COLUMBIA — Seven jazz artists will return to Columbia this week as part of the 70th anniversary tour for one of jazz's oldest and most storied record labels. The Blue Note 7 will perform at the Missouri Theatre Center for the Arts on Thursday as part of a 51-city tour celebrating the 70th anniversary of Blue Note Records.
"The Blue Note record label is iconic in American recording music," said Michael Pagán, assistant director of jazz studies at the University of Missouri-Kansas City. "It is iconic because of the way that the people who worked at that company documented the history and evolution of jazz music."
What: Blue Note "70th Anniversary Tour" presented by the "We Always Swing" Jazz Series.
When: 7 p.m. Thursday
Where: Missouri Theatre Center for the Arts, 203 S. Ninth St.

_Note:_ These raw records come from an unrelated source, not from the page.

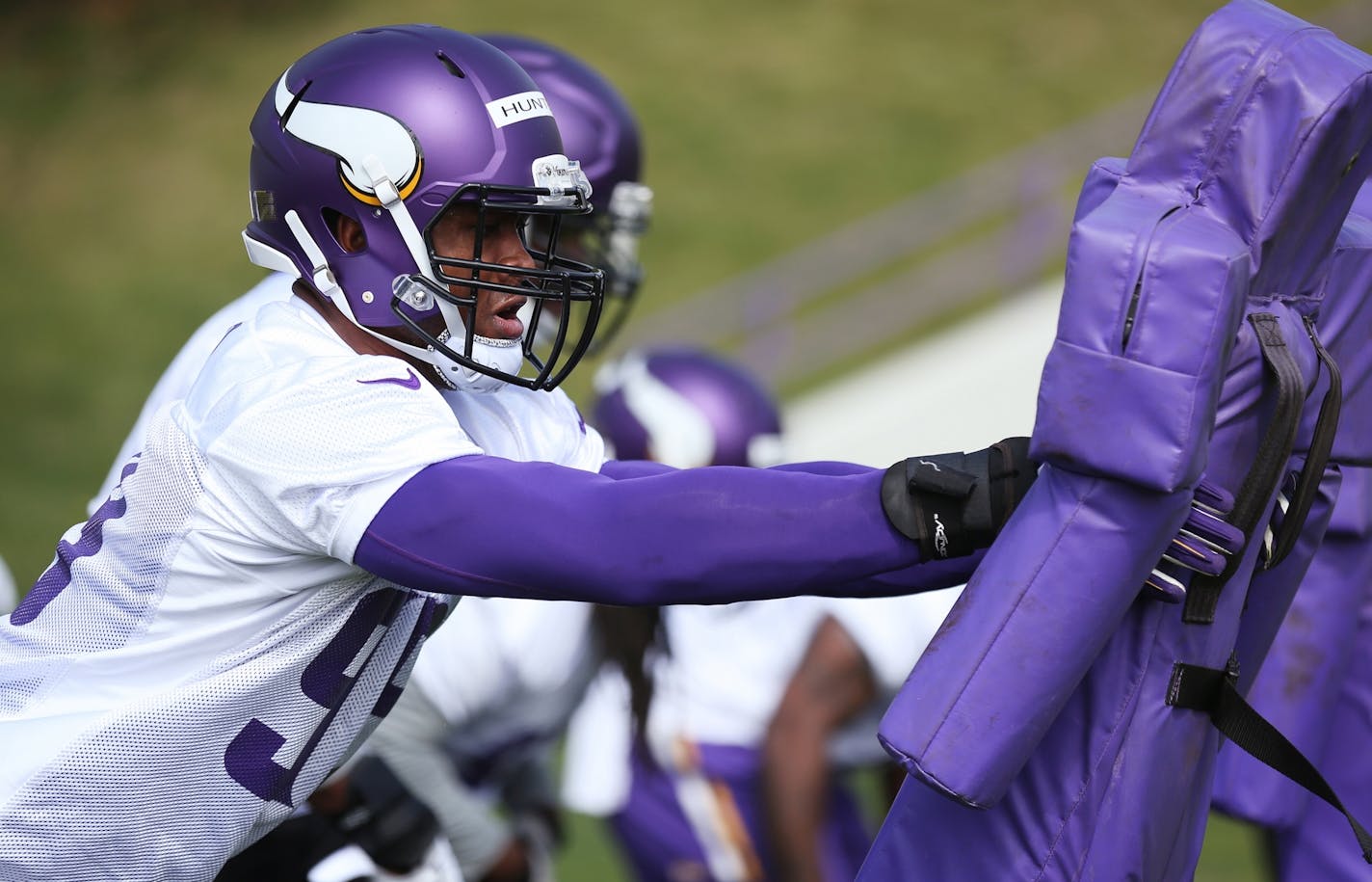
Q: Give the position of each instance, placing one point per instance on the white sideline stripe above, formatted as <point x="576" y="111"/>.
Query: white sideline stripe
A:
<point x="962" y="389"/>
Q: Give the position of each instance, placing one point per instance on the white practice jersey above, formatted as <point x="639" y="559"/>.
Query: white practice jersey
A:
<point x="202" y="652"/>
<point x="175" y="380"/>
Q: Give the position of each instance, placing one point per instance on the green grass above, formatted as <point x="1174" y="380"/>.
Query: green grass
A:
<point x="767" y="123"/>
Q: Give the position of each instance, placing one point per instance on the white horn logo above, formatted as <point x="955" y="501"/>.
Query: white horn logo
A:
<point x="353" y="135"/>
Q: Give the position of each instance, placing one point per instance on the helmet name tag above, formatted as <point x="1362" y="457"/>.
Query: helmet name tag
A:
<point x="516" y="107"/>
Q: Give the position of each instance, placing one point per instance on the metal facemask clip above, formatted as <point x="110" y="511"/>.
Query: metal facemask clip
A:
<point x="564" y="180"/>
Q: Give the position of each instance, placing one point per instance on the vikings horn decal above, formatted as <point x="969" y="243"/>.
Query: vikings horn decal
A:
<point x="678" y="432"/>
<point x="353" y="135"/>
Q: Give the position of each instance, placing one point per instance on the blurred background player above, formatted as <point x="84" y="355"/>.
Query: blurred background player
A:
<point x="719" y="748"/>
<point x="248" y="602"/>
<point x="472" y="735"/>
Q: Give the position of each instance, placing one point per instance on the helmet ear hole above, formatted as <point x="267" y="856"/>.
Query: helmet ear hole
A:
<point x="345" y="229"/>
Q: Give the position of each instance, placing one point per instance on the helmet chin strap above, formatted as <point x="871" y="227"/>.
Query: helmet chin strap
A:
<point x="505" y="356"/>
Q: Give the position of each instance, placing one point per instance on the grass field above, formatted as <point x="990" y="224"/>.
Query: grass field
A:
<point x="767" y="123"/>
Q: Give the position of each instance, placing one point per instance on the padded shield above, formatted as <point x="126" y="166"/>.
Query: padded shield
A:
<point x="1298" y="684"/>
<point x="1188" y="282"/>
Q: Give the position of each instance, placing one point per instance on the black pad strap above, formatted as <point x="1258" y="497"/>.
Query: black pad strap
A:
<point x="1307" y="485"/>
<point x="1268" y="467"/>
<point x="1213" y="691"/>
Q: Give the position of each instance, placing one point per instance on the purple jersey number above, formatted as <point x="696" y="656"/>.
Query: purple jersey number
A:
<point x="249" y="758"/>
<point x="58" y="575"/>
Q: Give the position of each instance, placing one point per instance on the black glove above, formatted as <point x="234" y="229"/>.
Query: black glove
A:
<point x="384" y="819"/>
<point x="954" y="503"/>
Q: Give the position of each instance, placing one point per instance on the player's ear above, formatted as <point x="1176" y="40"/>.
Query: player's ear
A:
<point x="346" y="232"/>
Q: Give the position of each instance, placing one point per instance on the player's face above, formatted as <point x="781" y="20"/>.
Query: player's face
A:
<point x="455" y="236"/>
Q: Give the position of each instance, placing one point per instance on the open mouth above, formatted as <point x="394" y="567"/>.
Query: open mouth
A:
<point x="505" y="323"/>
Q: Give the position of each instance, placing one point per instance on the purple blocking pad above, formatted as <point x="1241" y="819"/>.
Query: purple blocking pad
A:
<point x="1304" y="674"/>
<point x="1044" y="694"/>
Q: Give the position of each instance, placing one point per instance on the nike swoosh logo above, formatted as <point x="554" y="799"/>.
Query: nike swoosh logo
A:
<point x="408" y="382"/>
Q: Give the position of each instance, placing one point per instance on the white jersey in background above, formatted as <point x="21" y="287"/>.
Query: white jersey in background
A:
<point x="725" y="677"/>
<point x="9" y="592"/>
<point x="229" y="654"/>
<point x="472" y="735"/>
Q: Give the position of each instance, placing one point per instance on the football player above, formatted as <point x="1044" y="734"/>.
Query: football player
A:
<point x="246" y="605"/>
<point x="598" y="129"/>
<point x="473" y="732"/>
<point x="747" y="715"/>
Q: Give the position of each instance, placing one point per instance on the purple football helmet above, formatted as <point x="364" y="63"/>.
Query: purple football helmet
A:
<point x="598" y="130"/>
<point x="390" y="126"/>
<point x="685" y="408"/>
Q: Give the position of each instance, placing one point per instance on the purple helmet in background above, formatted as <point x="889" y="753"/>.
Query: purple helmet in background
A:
<point x="685" y="408"/>
<point x="390" y="126"/>
<point x="601" y="133"/>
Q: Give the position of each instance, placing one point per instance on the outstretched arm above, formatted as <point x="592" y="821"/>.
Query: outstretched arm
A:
<point x="492" y="527"/>
<point x="831" y="684"/>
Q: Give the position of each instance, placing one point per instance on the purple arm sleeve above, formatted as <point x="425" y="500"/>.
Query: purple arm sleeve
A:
<point x="492" y="527"/>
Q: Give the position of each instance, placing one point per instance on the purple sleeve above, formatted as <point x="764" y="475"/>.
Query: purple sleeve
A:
<point x="492" y="527"/>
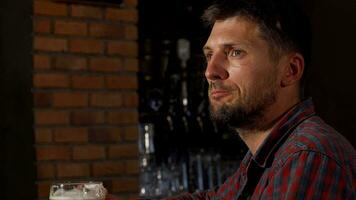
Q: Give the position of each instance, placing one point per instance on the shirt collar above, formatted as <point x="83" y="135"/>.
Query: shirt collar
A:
<point x="281" y="131"/>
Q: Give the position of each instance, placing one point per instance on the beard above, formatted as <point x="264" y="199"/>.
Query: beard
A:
<point x="245" y="112"/>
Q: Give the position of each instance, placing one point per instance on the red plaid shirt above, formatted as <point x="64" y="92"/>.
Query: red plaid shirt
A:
<point x="302" y="158"/>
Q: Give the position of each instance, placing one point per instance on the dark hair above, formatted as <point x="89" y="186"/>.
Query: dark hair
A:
<point x="283" y="24"/>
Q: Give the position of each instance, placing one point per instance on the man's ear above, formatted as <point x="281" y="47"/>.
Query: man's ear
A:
<point x="292" y="70"/>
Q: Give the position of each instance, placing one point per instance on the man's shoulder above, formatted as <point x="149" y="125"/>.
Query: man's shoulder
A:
<point x="315" y="136"/>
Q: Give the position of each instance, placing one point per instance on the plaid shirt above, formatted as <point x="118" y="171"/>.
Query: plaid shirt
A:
<point x="302" y="158"/>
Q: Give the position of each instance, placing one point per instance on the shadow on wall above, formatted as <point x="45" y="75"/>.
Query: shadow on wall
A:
<point x="333" y="64"/>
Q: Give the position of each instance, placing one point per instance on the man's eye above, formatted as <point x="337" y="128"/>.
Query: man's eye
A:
<point x="235" y="52"/>
<point x="207" y="57"/>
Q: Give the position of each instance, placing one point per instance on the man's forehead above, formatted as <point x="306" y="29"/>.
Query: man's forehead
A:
<point x="232" y="31"/>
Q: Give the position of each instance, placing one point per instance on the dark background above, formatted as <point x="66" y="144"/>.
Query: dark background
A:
<point x="333" y="67"/>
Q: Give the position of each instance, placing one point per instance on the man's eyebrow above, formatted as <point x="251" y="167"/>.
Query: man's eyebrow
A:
<point x="227" y="45"/>
<point x="206" y="48"/>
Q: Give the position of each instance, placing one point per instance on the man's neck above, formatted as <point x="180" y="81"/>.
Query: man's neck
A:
<point x="253" y="139"/>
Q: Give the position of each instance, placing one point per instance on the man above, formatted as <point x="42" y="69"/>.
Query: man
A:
<point x="257" y="53"/>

Admission: Depending on location of seats, tickets are $28 or $32 for the general public and $18 for students. There is a $5 discount for members of the Missouri Symphony Society, Missouri Theatre Center for the Arts and MU employees, among other groups; ask about discounts when calling for tickets. Call the Jazz Series at 449-3001 for tickets and other information.
Jon Poses, director of the "We Always Swing" Jazz Series, which is bringing in The Blue Note 7, said the ensemble has "seven of today's top jazz musicians," including: pianist and musical director Bill Charlap, trumpeter Nicholas Payton, tenor saxophonist Ravi Coltrane (son of the late jazz great John Coltrane), alto saxophonist and flutist Steve Wilson, guitarist Peter Bernstein, bassist Peter Washington and drummer Lewis Nash.
Each of these artists has performed in Columbia as part of the Jazz Series. Bill Charlap visited Columbia most recently, in November 2007.
The record label was started in 1939 by German immigrant Alfred Lion. He was joined later that year by his childhood friend Francis Wolff. Throughout the 1940s and 1950s, Lion and Wolff recorded the likes of Fats Navarro, Bud Powell, Thelonious Monk, Art Blakey, Horace Silver, Miles Davis and Sonny Rollins, among others.
The label went dormant from lack of organization in the early 1980s but was relaunched by EMI in February of 1985, according to the label's Web site: bluenote.com. Adding some context, Pagán said he thinks jazz as a genre went into a lull during the '70s, '80s and '90s.
Today, Pagán said, Blue Note Records is once again a leader in championing jazz.
Poses said Thursday's performance will be an exceptional opportunity to hear "modern interpretations of classical Blue Note material."
Blue Note Records has also released a new album, "Mosaic: A Celebration of Blue Note Recordings," to celebrate the anniversary.